Scott Pitera of WSP, a transportation operations consultant to CDOT, explained that Smart 25 will employ ramp metering technology that responds to actual traffic conditions (volumes, speeds, etc.) in real time to manage traffic on I-25. Originating in Australia, this is the first installation in North America. This “intelligent system optimizes flow along the entire route by using algorithms to resolve complex traffic problems” so as to prevent congestion. The data from all system entry ramps in the project is coordinated so that the ramp meters “talk to each other” to “balance queues and wait times” to most efficiently “utilize ramp storage across the system” simultaneously.

Although all entry ramps will have traffic-light type signals, they will only go on when they are needed based on traffic volumes. The signals will receive and process data from all the other ramps in the system that will cause them to change their timing based on actual conditions every 20 seconds. 

The most significant costs of the project consisted of the installation of 40 new highly-detailed vehicle detectors.

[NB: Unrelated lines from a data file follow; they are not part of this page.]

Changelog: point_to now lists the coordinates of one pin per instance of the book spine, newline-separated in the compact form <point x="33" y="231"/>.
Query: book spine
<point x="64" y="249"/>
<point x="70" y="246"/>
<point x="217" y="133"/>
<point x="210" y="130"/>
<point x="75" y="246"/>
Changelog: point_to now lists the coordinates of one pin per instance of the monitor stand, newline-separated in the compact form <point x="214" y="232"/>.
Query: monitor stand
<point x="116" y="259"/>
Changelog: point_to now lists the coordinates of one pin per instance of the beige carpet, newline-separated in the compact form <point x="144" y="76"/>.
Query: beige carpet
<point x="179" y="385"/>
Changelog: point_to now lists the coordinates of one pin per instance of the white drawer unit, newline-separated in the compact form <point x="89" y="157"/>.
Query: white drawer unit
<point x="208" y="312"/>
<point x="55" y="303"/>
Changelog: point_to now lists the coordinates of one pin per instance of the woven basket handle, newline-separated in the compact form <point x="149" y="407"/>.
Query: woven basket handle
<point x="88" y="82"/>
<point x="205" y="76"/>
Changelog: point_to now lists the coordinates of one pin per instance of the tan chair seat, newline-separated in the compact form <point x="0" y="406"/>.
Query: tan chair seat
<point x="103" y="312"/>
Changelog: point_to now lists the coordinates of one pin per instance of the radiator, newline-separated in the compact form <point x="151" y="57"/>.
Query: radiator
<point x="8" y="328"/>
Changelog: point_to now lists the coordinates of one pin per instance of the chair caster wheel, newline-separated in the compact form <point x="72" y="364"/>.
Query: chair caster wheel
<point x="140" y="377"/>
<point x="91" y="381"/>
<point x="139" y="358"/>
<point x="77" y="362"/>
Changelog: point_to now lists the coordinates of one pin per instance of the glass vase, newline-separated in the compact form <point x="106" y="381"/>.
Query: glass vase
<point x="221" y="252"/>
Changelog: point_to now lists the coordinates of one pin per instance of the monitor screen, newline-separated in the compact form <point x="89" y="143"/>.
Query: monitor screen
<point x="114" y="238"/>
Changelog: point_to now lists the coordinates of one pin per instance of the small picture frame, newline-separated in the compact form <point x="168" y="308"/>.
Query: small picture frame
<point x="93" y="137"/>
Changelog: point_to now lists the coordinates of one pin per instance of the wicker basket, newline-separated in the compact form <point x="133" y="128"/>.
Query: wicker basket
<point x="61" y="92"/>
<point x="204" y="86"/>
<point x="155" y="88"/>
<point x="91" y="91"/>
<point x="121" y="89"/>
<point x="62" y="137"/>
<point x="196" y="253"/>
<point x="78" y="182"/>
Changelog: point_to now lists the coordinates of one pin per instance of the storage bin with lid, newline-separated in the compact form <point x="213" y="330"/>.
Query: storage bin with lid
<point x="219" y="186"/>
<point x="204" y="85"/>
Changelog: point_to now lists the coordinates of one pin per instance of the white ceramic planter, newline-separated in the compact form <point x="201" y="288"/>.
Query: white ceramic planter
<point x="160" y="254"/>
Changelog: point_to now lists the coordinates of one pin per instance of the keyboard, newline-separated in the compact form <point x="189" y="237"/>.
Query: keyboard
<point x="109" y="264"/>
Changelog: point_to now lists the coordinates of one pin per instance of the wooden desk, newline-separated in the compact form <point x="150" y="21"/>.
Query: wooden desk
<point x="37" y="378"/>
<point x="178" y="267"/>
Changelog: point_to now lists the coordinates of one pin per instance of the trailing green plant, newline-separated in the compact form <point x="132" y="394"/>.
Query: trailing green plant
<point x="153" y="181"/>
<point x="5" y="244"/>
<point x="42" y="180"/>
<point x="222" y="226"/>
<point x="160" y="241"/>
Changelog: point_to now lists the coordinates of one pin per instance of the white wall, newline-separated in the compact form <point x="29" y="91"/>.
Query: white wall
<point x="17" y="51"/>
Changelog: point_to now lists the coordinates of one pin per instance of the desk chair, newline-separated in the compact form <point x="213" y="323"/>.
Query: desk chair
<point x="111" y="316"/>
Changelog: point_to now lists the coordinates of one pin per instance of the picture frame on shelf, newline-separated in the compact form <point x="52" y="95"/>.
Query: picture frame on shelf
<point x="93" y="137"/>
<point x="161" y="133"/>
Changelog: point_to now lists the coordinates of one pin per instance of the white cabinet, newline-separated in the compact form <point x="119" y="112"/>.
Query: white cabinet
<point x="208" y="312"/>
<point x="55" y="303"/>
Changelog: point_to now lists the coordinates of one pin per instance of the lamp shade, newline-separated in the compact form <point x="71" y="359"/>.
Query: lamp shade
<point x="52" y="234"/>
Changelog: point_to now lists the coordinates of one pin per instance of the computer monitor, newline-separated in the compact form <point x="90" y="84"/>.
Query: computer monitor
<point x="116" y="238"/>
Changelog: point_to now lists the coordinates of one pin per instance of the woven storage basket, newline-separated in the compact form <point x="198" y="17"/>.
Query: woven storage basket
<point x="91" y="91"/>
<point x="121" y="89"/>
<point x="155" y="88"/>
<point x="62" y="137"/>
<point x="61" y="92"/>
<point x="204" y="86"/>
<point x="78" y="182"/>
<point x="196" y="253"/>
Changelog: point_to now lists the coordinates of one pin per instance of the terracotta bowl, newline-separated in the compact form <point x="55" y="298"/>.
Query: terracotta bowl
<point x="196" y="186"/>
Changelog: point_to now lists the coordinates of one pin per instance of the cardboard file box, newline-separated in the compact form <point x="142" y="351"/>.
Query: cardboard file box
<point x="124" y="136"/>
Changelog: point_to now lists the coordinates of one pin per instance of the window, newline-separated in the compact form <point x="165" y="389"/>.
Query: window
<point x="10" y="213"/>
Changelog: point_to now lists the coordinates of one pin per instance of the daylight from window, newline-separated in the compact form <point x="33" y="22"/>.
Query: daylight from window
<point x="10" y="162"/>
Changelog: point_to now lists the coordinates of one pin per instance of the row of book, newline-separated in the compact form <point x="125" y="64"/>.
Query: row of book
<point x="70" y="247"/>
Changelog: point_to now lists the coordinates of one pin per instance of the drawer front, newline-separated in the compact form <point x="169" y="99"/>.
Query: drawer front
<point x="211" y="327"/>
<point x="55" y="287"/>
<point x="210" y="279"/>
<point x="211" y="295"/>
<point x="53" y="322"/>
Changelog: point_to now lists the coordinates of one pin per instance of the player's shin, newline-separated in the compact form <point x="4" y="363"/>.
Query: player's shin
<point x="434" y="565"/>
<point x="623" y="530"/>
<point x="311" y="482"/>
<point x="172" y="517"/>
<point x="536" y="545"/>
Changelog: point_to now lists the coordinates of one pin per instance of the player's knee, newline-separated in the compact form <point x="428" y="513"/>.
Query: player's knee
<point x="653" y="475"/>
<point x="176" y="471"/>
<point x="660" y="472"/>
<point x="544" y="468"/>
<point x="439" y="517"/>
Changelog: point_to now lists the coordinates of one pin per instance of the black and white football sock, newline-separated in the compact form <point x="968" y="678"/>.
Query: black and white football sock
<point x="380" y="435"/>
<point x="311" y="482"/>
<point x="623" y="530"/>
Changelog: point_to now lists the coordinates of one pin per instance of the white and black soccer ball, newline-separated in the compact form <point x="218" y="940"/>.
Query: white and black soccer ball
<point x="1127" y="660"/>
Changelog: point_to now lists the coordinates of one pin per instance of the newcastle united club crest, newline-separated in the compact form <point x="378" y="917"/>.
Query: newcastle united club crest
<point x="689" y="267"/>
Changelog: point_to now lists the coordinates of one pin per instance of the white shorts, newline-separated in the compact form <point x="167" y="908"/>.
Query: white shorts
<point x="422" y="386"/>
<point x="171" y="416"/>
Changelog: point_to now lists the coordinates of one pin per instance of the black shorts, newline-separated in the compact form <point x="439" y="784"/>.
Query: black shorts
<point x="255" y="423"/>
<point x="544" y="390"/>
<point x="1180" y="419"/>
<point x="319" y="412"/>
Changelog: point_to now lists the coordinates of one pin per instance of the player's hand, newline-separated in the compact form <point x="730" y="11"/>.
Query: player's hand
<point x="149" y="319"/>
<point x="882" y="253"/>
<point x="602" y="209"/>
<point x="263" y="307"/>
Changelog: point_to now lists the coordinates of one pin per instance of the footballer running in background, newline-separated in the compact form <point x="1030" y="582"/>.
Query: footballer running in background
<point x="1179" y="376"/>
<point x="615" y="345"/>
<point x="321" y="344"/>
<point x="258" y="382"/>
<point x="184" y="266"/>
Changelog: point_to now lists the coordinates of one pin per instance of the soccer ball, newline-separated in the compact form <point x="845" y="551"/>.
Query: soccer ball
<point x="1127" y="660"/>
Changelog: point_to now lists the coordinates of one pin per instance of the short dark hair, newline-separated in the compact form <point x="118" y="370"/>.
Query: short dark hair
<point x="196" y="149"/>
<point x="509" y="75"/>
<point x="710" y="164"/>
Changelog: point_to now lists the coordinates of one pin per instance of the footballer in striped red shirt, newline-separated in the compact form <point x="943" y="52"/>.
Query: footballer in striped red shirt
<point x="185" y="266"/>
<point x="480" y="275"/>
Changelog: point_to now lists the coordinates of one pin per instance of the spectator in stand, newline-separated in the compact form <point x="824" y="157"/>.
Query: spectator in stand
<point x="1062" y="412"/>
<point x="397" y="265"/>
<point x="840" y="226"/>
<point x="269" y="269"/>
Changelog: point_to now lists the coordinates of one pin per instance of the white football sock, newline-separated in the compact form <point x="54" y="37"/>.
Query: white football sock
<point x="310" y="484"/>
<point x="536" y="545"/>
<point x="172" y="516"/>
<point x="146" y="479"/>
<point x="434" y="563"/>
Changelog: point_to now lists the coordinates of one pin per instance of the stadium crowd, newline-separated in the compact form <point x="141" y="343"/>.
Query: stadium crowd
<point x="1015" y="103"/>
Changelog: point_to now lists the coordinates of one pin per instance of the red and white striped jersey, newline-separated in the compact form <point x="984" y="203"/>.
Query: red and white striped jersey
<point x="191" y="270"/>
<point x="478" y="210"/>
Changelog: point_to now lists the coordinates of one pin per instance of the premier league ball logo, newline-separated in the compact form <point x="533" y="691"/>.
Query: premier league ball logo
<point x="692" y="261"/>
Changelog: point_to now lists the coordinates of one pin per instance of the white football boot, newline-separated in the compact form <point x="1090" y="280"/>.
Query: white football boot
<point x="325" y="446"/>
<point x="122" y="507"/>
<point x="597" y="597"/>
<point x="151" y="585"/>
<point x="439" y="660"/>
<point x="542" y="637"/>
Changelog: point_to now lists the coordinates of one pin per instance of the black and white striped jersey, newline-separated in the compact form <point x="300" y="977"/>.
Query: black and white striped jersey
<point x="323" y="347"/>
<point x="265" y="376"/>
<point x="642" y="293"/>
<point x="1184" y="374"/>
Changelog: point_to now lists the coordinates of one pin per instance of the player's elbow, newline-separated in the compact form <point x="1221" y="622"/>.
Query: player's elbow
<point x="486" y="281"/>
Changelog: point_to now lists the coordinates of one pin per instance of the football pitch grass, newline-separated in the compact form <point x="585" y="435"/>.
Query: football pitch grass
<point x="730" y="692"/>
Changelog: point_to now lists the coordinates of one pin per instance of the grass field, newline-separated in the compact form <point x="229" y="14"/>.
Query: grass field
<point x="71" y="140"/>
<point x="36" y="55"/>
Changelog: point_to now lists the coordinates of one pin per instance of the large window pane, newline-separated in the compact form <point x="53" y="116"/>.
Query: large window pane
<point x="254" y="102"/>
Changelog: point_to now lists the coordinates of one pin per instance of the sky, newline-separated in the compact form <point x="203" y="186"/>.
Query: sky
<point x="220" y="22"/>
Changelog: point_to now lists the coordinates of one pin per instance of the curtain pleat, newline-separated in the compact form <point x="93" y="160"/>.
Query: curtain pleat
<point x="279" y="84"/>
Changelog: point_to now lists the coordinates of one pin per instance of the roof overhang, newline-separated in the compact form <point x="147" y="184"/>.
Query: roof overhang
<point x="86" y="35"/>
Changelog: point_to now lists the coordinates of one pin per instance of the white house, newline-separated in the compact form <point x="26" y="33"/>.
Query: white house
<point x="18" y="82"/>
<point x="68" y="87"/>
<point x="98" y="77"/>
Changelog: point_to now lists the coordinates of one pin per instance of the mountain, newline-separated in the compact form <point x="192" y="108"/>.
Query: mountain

All costs were paid by CDOT.

When this system was employed in the M-1 Motorway in Melbourne, Australia in an area that is similar to the I-25 corridor, it “increased throughput by over 25 percent, which is the same as adding an additional lane of traffic for a very, very small fraction of the cost. They were able to improve speeds drastically, improve reliability because they prevented bottlenecks from forming, and very importantly, they were able to prevent back-ups onto arterial adjacent roadways,” according to Pitera’s PowerPoint presentation.

The plan, which began in June, is to collect data for three months on the existing CDOT system, then employ the pilot demonstration system for six months, followed by a performance evaluation report and stakeholder workshop. Pitera made clear that if anything goes awry during the pilot, it will be seamless to fallback to the existing CDOT system. There will be a “soft launch” of the system in August and it will become fully operational in October.

CDOT staff overseeing this effort are Zach Miller, project manager, who can be reached at, 720-382-6381 and Steve Sherman, resident engineer, at, 720-341-1895. The project website for this program is: 

After the presentation, GV Mayor Pro Tem Dave Kerber, told Pitera, Miller, and Paul Jesatis, CDOT region one transportation director, that because, “We don’t know if people are going to be coming back to work in the Tech Center here…I would suggest…that any data you take isn’t going to be right…It’s not going to be normal conditions…You waited five years already. If you’d wait six years, at least we’d get a chance to get some normal situations.”

Councilmember Donna Johnston wanted to know, “How long will someone be waiting on Orchard to get on I-25 if there is perhaps more important roads that are backed up? I mean, would we suffer perhaps on Orchard Road waiting because there’s more of a back-up, up the road? Is that factored in somehow?” Pitera responded, “The number of lanes on each ramp and the length of those lanes and the total storage of each ramp, they’re very different throughout the corridor. That’s something that we’ve measured as part of the system…The way that the system works is that they try and balance wait times throughout the whole corridor…The system adjusts every 20 seconds.”

Councilmember Judy Hilton added, “The speed that people travel on I-225, then merging into I-25, then you add in the afternoon sun in your face, it’s just something to keep in mind, I know it’s not a part of this study, but it’s something that we ought to be mindful of because it’s a problem.”